Emile Hirsch, Man of ‘Milk’

Photo: Jayson Laveris/FilmMagic

“I always thought the Castro was a Cuban restaurant in San Francisco,” says Emile Hirsch, 23, who plays Cleve Jones in Gus Van Sant’s Harvey Milk biopic, Milk. The elfin actor, who became a critical favorite after starring in last year’s Into the Wild—directed by Milk’s star, Sean Penn—is sitting in the Bowery Hotel lobby, popping cocktail nuts with unnerving frequency.

It wasn’t Penn’s idea for Hirsch to play his gay-activist character. “It was Gus’s,” says Hirsch. “I enjoy playing real-life people. I’ve always had a knack for taking on characteristics or mannerisms. And I was the most spoiled actor on the movie because I was able to spend every day with the real Cleve,” who was on set as a historical consultant. “Cleve would watch me and be like, ‘I don’t do that.’ And I’d say, ‘Yeah, you do, baby.’ People don’t always know how they act.” Hirsch, who’s straight (and rumored to be dating the prerequisite model), was initially worried about playing gay, though not because he thought it would hurt his career. “I didn’t want to overgay it. I didn’t want to come across as a caricature,” he says. He tells me about his research for the role—“I went to the gay-and-lesbian section of Borders and got a shitload of books”—and remarks on the fortuitous timing of the movie. “It’s just a crazy coincidence that the movie’s being released exactly when all this stuff is going on with gay marriage,” he says. “People are really looking at the issue intently right now.”

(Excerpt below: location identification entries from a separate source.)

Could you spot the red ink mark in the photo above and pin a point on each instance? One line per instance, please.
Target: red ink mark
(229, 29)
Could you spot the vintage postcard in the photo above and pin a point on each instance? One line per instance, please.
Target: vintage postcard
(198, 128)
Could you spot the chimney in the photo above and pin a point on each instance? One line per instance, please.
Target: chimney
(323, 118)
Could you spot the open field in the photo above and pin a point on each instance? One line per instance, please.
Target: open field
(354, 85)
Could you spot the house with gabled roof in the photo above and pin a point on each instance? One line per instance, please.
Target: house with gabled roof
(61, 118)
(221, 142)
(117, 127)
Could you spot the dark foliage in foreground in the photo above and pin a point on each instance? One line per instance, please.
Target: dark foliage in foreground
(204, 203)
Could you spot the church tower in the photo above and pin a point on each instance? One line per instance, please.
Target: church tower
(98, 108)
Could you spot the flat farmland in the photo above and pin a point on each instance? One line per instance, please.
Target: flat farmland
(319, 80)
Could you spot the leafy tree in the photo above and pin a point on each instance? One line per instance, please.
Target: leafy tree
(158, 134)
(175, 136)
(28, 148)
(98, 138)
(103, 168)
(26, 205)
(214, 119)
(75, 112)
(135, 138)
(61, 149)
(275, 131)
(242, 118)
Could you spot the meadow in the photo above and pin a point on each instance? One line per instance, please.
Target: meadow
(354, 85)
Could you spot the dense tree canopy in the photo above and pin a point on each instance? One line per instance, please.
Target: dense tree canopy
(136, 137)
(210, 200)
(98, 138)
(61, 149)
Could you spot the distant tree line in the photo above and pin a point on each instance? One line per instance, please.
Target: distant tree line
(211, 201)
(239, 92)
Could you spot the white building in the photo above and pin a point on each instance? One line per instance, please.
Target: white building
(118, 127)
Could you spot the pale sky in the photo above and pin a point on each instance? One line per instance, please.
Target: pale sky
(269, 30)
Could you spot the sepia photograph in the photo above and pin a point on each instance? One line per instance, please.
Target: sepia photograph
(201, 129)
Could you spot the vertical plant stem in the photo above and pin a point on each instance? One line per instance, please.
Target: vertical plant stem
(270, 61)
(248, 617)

Hirsch didn’t go to college and envies the education of his Milk co-star James Franco, who’s currently in graduate school at Columbia. Maybe someday he’ll go back to school, but in the meantime he’s educating himself and nurturing a serious Shakespeare obsession. “It’s just staggering to think that he wrote Othello, King Lear, and Macbeth all in fourteen months. You go to a script meeting in Hollywood, and they’re like, ‘We’ve been developing this script for six years,’ and it’s a team of five writers, and you’re like, Fuck, you hacks.